The Psychedelic Gospels: The Secret History of Hallucinogens in Christianity by Jerry B. Brown

The Psychedelic Gospels: The Secret History of Hallucinogens in Christianity by Jerry B. Brown

Author:Jerry B. Brown
Language: eng
Format: mobi
Tags: drugs, religion, spirituality
ISBN: 9781620555026
Publisher: Park Street Press
Published: 2016-09-24T04:00:00+00:00

Fig. 9.2. Nicolas Poussin, L’Automne, 1664, Louvre Museum, Paris (Photo by Julie M. Brown)

“As a student of art history,” Simone answered, “I became very intrigued by their reference to Poussin and his painting Les Bergers de Arcadie, or, as you say, The Shepherds of Arcadia. This painting, which hangs in the Louvre, depicts a group of shepherds exploring a tomb that, according to the inscription, was possibly the burial place of Jesus. They say that Poussin painted this from an actual landscape nearby, that it is a depiction of a real tomb in the nearby village of Arques accurate down to the rendering of the mountains and skyline. Unfortunately, I could not visit the tomb because it was mysteriously demolished sometime during the 1980s, after the BBC documentaries on Rennes attracted hordes of curious visitors. So I turned my attention to other paintings by Poussin, including his interpretation of Autumn, which portrays two peasants carrying a bunch of giant blue grapes and huge golden apples. I thought perhaps that there could be some link to the ‘blue apples’ of the parchment.”

My ears perked up at the mention of “blue apples.” I was about to bring up the topic of entheogens and ask Simone if she had ever noticed the mushroom above the demon in the church. Julie sensed this and gently but firmly put her hand over mine to stop me.

“What were you about to say?” Simone inquired.

“Well,” I said, pausing to gather my thoughts, “you said the parchments were fake, which means so is the reference to Poussin and the blue apples. Why did you pursue this?”

“What can I say?” replied Simone. “After two years I had nothing to show for my efforts, but I was still seduced by the idea of solving ‘the mystery,’ so I kept going and going, until the last path I traveled turned into a dead end.”

“So the entire idea of Jesus and Mary Magdalene coming here is a myth,” Julie declared.

“No, oh no! I did not say that,” Simone shook her head.

“What do you mean? Isn’t that the point of all you’ve just told us, that everything about the mystery of Rennes le Château is a lie?” I asked.

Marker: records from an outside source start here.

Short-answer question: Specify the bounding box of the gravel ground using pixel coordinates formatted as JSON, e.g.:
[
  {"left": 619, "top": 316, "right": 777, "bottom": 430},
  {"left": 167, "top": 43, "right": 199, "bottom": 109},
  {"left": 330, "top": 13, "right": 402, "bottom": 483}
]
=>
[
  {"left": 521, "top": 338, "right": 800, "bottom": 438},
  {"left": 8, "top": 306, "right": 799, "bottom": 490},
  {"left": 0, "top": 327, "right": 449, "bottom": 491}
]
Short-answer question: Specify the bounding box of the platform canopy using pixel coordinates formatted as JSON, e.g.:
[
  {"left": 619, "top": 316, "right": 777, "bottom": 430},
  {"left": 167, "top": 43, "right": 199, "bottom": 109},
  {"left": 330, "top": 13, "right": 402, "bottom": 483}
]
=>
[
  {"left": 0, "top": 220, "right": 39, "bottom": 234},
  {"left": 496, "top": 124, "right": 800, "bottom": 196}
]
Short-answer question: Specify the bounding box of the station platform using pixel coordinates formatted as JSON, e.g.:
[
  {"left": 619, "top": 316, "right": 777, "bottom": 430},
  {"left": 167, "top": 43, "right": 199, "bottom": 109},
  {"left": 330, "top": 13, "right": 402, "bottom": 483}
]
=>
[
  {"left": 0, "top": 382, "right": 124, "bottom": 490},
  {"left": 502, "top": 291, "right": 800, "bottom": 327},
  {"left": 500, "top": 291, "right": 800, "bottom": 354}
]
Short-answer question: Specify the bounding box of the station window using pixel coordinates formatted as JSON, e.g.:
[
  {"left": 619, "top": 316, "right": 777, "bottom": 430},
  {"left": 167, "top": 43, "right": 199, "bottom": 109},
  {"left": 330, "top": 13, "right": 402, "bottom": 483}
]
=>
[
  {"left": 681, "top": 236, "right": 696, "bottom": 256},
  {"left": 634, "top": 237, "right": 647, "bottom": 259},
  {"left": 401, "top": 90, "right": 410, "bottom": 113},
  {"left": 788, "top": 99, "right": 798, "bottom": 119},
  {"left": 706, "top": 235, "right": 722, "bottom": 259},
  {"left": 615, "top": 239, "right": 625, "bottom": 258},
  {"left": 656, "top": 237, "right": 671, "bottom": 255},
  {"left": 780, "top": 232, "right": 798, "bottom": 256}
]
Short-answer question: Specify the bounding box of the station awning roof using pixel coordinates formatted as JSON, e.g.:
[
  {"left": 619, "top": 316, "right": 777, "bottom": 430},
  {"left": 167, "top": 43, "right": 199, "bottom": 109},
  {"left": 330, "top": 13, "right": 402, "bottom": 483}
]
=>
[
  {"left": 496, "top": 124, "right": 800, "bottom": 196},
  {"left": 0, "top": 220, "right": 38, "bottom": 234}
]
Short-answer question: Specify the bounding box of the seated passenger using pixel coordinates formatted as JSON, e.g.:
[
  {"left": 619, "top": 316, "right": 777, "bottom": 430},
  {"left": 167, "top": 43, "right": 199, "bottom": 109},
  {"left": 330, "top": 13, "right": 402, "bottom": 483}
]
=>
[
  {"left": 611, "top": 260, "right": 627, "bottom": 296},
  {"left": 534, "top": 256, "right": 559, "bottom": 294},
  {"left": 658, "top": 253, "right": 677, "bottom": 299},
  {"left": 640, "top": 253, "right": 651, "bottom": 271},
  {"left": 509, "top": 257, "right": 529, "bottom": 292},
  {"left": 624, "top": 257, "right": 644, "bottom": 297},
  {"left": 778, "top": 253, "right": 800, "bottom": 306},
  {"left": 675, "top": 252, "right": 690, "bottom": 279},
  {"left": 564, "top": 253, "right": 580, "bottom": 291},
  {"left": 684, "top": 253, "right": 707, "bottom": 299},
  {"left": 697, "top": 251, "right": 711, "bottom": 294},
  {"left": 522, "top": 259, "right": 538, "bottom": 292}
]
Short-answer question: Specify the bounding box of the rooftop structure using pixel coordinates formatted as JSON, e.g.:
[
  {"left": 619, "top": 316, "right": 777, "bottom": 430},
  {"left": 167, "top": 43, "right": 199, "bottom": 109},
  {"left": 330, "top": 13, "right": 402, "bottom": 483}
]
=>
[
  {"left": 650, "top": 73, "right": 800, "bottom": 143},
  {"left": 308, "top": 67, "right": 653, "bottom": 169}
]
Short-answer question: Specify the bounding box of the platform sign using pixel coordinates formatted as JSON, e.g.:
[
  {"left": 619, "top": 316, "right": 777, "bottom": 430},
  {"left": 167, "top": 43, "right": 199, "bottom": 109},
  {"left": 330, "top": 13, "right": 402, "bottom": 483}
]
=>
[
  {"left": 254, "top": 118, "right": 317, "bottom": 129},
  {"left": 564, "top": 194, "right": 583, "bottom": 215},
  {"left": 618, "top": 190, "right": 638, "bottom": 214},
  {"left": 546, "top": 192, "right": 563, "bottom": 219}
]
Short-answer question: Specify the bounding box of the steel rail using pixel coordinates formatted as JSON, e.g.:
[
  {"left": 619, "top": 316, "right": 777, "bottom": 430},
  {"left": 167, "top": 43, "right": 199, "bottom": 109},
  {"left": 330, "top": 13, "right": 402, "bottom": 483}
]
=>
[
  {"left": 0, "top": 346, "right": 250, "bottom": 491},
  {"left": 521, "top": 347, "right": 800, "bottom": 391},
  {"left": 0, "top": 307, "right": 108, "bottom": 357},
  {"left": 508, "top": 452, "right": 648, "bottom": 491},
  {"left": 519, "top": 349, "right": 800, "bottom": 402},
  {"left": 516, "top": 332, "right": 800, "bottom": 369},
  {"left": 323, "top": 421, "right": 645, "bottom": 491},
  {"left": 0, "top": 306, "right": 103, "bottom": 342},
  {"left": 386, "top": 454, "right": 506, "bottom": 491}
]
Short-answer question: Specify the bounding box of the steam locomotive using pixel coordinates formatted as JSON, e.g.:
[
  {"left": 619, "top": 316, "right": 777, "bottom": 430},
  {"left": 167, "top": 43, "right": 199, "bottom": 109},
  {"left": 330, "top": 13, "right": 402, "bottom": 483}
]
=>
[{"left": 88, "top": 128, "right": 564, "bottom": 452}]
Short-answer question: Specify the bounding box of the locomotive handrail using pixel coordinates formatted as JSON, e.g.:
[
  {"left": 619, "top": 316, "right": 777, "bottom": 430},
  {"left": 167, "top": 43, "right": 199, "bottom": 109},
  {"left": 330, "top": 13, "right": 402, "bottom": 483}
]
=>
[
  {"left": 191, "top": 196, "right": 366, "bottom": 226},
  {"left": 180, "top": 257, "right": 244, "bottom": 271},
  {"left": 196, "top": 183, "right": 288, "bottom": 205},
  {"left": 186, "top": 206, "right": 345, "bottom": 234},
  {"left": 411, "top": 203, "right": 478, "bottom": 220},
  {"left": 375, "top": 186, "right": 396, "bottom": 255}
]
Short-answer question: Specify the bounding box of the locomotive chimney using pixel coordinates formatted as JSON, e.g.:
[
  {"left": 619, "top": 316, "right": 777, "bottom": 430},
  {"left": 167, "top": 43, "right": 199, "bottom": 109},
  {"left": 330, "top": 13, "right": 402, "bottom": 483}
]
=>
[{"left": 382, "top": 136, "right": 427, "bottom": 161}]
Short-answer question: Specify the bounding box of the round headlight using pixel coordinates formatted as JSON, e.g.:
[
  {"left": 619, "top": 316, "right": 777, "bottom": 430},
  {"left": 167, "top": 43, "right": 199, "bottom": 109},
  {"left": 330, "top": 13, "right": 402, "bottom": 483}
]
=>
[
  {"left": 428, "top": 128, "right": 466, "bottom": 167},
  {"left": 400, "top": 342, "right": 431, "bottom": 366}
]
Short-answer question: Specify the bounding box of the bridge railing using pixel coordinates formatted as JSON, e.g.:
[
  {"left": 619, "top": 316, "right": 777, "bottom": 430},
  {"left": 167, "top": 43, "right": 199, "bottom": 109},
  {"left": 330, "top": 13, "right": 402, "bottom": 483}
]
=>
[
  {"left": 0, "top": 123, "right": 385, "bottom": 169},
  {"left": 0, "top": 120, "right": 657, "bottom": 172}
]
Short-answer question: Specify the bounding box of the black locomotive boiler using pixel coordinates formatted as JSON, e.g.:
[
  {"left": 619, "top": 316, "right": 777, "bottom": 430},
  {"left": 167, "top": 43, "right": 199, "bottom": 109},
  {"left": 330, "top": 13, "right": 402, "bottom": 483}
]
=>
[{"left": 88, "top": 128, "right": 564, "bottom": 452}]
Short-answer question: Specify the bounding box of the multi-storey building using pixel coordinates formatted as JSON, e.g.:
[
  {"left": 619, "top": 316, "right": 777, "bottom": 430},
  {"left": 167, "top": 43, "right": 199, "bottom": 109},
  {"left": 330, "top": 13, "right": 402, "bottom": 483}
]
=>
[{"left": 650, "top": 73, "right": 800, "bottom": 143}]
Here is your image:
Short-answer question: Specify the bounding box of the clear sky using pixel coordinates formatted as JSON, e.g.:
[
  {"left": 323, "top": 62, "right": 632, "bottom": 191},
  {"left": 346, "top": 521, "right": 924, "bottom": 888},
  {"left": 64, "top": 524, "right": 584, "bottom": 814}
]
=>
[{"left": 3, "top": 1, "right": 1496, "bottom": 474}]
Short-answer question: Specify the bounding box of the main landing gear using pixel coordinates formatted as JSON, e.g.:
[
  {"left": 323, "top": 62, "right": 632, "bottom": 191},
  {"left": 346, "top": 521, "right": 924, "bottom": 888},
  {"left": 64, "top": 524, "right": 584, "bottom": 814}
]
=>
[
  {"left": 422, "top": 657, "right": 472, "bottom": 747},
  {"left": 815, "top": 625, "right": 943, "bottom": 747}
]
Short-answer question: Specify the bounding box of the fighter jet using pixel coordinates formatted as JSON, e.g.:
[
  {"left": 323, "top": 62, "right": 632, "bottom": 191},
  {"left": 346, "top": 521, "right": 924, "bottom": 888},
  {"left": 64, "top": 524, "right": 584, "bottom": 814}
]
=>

“Well, no,” Simone replied. “What I’ve told you is that nothing about this place has ever been proven. That without the Priory of Sion there is no mystery. But this does not mean they were not here. That’s another story.” Simone sat back in her chair, staring straight at us, awaiting our reactions.

Julie reached across the table and touched her hand. “Please, tell us,” she asked.

Simone glanced around the restaurant to make sure that we were still alone. “If you really want to know the truth about Jesus and Mary Magdalene, you must go to Le Carol,” she said in a whisper.

“What’s that?” Julie inquired. “I’d read a lot about Rennes le Château but never heard of Le Carol before.”

“Only a few people know about Le Carol. It’s an abandoned church, or should I say a grotto, up in the Pyrenees.